The color spectrum of the ruler we used to assess VAS had been explained to the patient the day before surgery. Pain intensity could be graded by the patient using this ruler that he or she could move on a color scale from bright yellow on the far left of the scale (i.e., no pain) to dark red on the far right (i.e., worst pain imaginable). On the back of the 10-cm scale, the 10 cm were divided in mm and each color was assigned a specific VAS grade from 0 mm (bright yellow) to 100 mm (dark red). For pain assessment, patients were only shown the colored scale. However, the corresponding VAS grade in mm was the data recorded.
The LOC score was determined on a 5-degree LOC scale (20): 1 = alert, awake; 2 = lethargic, tends to drift off to sleep when not stimulated, spontaneous movements are decreased and awareness is limited; 3 = obtunded, difficult to arouse; is confused when aroused; 4 = stuporous, unresponsive, arousable only by vigorous and repeated stimuli; 5 = comatose, unarousable, and unresponsive.

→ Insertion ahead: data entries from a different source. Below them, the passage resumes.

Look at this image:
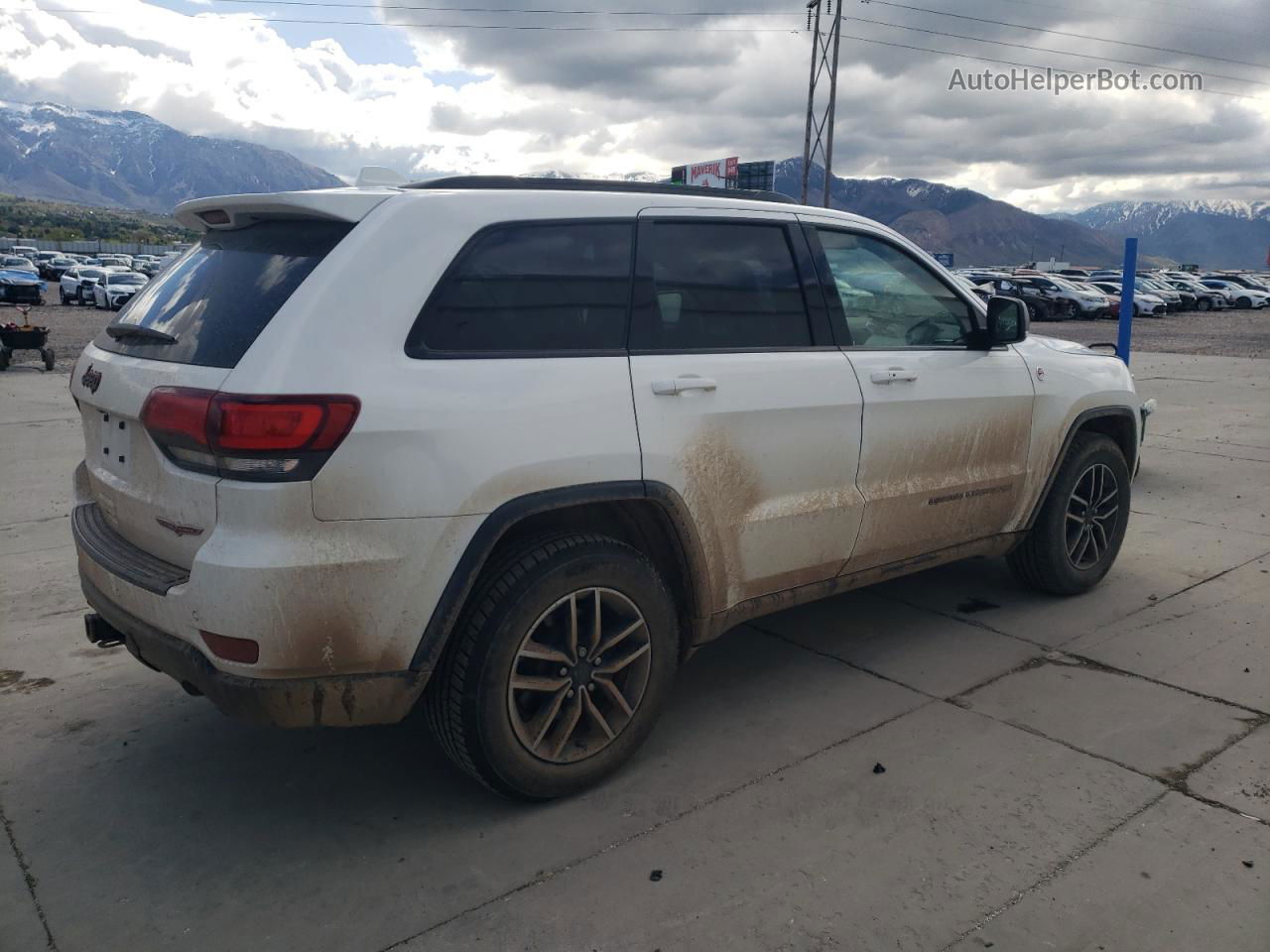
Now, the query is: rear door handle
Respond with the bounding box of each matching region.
[869,367,917,384]
[653,373,718,396]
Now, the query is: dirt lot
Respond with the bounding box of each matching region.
[0,298,1270,372]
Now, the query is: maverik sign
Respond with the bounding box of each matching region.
[671,156,739,187]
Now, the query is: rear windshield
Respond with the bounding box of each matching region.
[94,221,353,367]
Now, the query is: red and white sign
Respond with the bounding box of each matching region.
[684,155,739,187]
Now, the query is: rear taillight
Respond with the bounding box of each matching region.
[141,387,361,481]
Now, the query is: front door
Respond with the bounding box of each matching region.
[797,219,1034,571]
[630,208,862,612]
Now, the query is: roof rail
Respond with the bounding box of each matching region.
[401,176,798,204]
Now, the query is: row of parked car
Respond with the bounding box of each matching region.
[0,245,178,311]
[956,268,1270,321]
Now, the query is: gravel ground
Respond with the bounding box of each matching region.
[0,297,1270,373]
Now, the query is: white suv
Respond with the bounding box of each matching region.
[72,178,1142,798]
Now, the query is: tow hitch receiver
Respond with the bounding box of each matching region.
[83,612,124,648]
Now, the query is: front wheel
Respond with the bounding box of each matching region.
[425,534,680,799]
[1008,432,1129,595]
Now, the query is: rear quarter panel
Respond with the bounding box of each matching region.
[225,191,647,520]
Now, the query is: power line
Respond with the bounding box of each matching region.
[842,33,1265,101]
[862,0,1270,69]
[17,0,1266,101]
[990,0,1266,40]
[842,14,1270,86]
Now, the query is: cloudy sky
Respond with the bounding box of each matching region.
[0,0,1270,212]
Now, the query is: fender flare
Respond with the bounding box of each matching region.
[1021,407,1142,531]
[410,480,710,671]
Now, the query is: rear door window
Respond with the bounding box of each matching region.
[820,228,969,350]
[631,221,812,352]
[94,221,353,367]
[405,221,635,357]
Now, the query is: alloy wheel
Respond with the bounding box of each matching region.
[1065,463,1120,570]
[507,588,653,765]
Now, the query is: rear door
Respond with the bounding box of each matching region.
[71,221,352,568]
[630,208,862,611]
[811,218,1033,571]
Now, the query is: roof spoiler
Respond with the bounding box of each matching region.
[176,187,393,231]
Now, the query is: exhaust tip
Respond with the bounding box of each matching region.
[83,612,127,648]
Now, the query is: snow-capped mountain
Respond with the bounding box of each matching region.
[776,158,1116,266]
[0,101,341,213]
[1065,199,1270,268]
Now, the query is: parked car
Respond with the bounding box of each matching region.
[983,274,1062,321]
[40,255,77,281]
[1134,274,1188,311]
[0,255,40,278]
[1201,278,1270,309]
[0,267,49,304]
[1169,278,1229,311]
[92,272,147,311]
[1204,273,1270,295]
[71,177,1143,799]
[1015,274,1106,321]
[59,266,107,304]
[1092,281,1169,317]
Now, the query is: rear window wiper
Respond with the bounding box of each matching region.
[105,321,177,344]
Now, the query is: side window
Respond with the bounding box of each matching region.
[631,221,812,350]
[407,222,635,357]
[818,228,974,349]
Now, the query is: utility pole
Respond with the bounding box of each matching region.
[803,0,842,208]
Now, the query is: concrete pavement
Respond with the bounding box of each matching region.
[0,354,1270,952]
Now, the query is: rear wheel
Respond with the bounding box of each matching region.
[1008,432,1129,595]
[426,535,679,799]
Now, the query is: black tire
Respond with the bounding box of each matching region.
[1007,432,1130,595]
[425,534,680,799]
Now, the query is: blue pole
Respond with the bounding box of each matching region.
[1115,239,1138,364]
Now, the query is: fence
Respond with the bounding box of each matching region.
[0,237,190,255]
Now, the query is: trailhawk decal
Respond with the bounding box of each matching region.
[926,482,1015,505]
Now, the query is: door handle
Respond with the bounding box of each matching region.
[869,367,917,384]
[653,373,718,396]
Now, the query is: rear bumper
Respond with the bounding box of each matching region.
[80,577,427,727]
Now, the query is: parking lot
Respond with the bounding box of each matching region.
[0,327,1270,952]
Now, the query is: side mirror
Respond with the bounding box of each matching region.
[985,295,1028,346]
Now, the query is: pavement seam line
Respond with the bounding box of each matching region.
[1129,509,1270,536]
[745,622,944,701]
[940,791,1169,952]
[377,699,936,952]
[1026,654,1270,718]
[1115,550,1270,622]
[0,803,58,952]
[945,685,1270,826]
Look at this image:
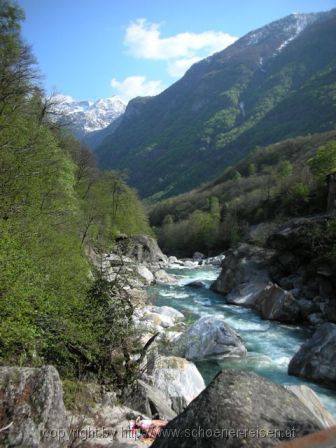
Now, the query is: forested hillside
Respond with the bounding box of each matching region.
[150,131,336,256]
[97,10,336,198]
[0,0,150,377]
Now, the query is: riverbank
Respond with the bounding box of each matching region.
[148,264,336,416]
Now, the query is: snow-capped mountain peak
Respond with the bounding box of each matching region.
[55,95,126,138]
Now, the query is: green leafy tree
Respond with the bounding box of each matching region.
[308,141,336,179]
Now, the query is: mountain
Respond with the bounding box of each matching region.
[96,10,336,198]
[56,95,126,139]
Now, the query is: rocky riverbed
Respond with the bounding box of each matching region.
[0,229,336,448]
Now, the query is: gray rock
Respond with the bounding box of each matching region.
[125,380,176,420]
[286,385,336,428]
[288,323,336,389]
[152,370,322,448]
[154,269,177,285]
[116,235,168,265]
[151,356,205,414]
[211,244,274,307]
[136,264,154,285]
[193,252,205,261]
[204,255,225,266]
[0,366,69,448]
[185,280,205,289]
[176,316,246,360]
[254,283,301,322]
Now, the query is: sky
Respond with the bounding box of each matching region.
[17,0,336,102]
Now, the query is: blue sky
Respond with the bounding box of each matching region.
[18,0,336,101]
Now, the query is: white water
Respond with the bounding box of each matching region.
[149,266,336,415]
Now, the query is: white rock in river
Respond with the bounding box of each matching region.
[154,269,177,284]
[286,384,336,428]
[136,264,154,284]
[176,316,247,360]
[133,305,184,331]
[151,356,205,413]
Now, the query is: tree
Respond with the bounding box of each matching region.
[278,160,293,178]
[308,141,336,180]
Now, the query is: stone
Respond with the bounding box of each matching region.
[286,385,336,428]
[125,380,176,420]
[0,366,70,448]
[152,369,322,448]
[254,283,301,322]
[211,243,274,308]
[133,305,184,332]
[136,264,154,285]
[151,356,205,413]
[204,255,225,266]
[176,316,247,361]
[185,280,205,289]
[193,252,205,261]
[116,235,168,265]
[154,269,177,285]
[288,322,336,389]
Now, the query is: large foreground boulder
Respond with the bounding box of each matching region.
[286,384,336,428]
[254,283,301,322]
[176,316,246,361]
[124,380,176,420]
[152,356,205,413]
[152,370,322,448]
[288,323,336,389]
[211,243,274,307]
[0,366,69,448]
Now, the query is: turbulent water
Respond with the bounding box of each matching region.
[149,267,336,415]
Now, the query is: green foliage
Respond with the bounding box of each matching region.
[0,0,150,387]
[278,160,293,177]
[308,141,336,180]
[96,10,336,200]
[151,132,336,255]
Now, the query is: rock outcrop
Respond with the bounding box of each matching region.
[288,323,336,389]
[175,316,246,361]
[0,366,70,448]
[116,235,168,267]
[286,385,336,428]
[125,380,177,420]
[211,244,274,307]
[152,370,322,448]
[253,283,301,322]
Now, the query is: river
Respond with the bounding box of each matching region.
[149,266,336,416]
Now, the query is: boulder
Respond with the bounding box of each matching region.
[154,269,177,285]
[254,283,301,322]
[211,243,274,307]
[125,380,176,420]
[115,235,168,265]
[152,369,322,448]
[185,280,205,289]
[176,316,247,361]
[151,356,205,414]
[0,366,70,448]
[133,305,184,332]
[183,260,198,268]
[136,264,154,285]
[288,323,336,389]
[286,385,336,428]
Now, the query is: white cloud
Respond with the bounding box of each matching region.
[111,76,165,101]
[124,19,237,77]
[167,56,202,78]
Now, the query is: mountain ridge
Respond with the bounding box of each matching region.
[55,95,126,139]
[92,10,336,197]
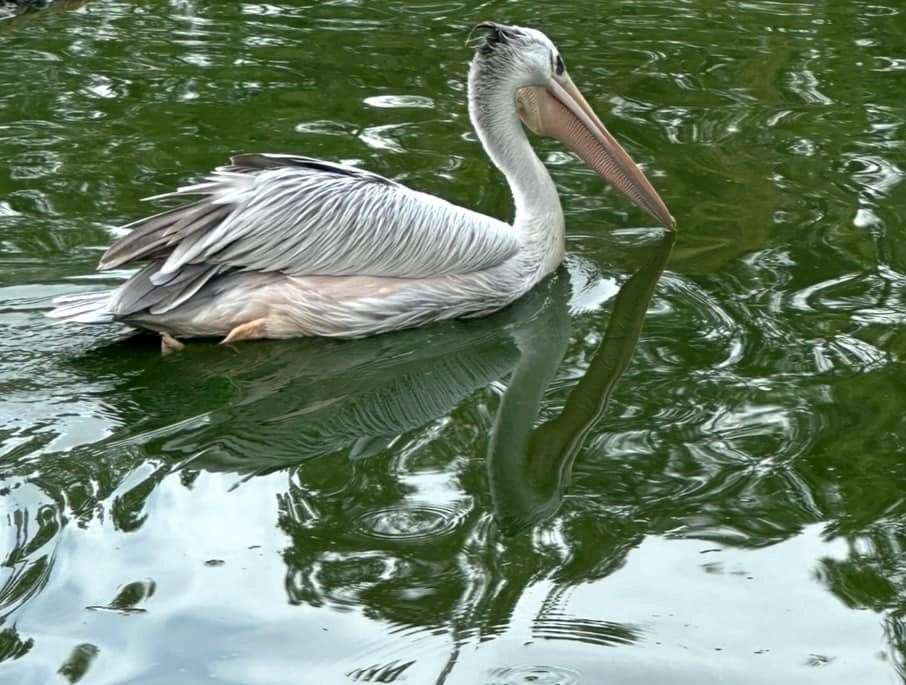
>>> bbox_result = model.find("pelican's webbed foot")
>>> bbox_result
[160,333,185,357]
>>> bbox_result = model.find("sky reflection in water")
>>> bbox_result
[0,0,906,685]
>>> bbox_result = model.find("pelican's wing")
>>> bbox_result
[100,154,519,280]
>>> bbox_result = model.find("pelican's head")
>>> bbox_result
[473,22,676,229]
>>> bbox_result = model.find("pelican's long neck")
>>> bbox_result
[469,61,565,279]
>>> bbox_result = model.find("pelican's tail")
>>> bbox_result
[47,290,116,323]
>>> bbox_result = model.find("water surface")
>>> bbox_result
[0,0,906,685]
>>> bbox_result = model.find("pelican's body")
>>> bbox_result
[51,25,672,342]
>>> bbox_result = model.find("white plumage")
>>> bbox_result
[50,24,672,341]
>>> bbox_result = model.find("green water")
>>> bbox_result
[0,0,906,685]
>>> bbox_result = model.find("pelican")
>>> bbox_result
[49,22,675,351]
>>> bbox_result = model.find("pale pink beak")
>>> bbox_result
[516,74,676,230]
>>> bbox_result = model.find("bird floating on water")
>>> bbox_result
[50,23,675,351]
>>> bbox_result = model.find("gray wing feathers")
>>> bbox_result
[101,155,519,285]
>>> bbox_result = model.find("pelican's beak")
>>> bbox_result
[516,74,676,229]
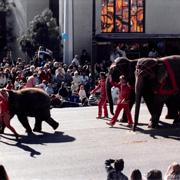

During the first 10 min after tracheal extubation, pain assessment was done in 2-min intervals followed by 10-min intervals until the end of the first hour. During the ensuing 5 h, pain was evaluated every 30 min. The intensity of postoperative pain was not assessed by the study investigator but by the anesthesiologist on call.
In patients reporting a VAS ≥30 at the defined time points of pain assessment, the remifentanil infusion was increased in steps of 0.005 μg · kg−1 · min−1, whereas in patients with a respiratory rate less than 10 breaths/min the remifentanil dose was reduced in steps of 0.005 μg · kg−1 · min−1. For rapid dose adaptation during the first 10 min after tracheal extubation, the remifentanil dose was increased twice by 0.005 μg · kg−1 · min−1 if necessary. Thereafter, a VAS ≥30 prompted an increase of the remifentanil dose in steps of 0.01 μg · kg−1 · min−1 for the next 3 times.
Remifentanil infusion was continued beyond the study period to avoid wasting an expensive drug. Thirty minutes before scheduled completion of the infusion, a second dose of 8 mg lornoxicam was administered IV, which was then followed by an IV bolus of 3 mg piritramide, a synthetic opioid (Dipidolor®, Janssen-Cilag Pharma, Vienna, Austria). Concomitantly, the remifentanil infusion rate was decreased by 50% (i.e., remifentanil infusion still continued for an additional 60 min). In patients reporting moderate or severe pain (pain assessment using a verbal rating scale) (21,22) before termination of the remifentanil infusion, a second dose of piritramide (4.5 mg) was given IV. The transition from remifentanil to the long-acting piritramide was done according to standard practice at our institution.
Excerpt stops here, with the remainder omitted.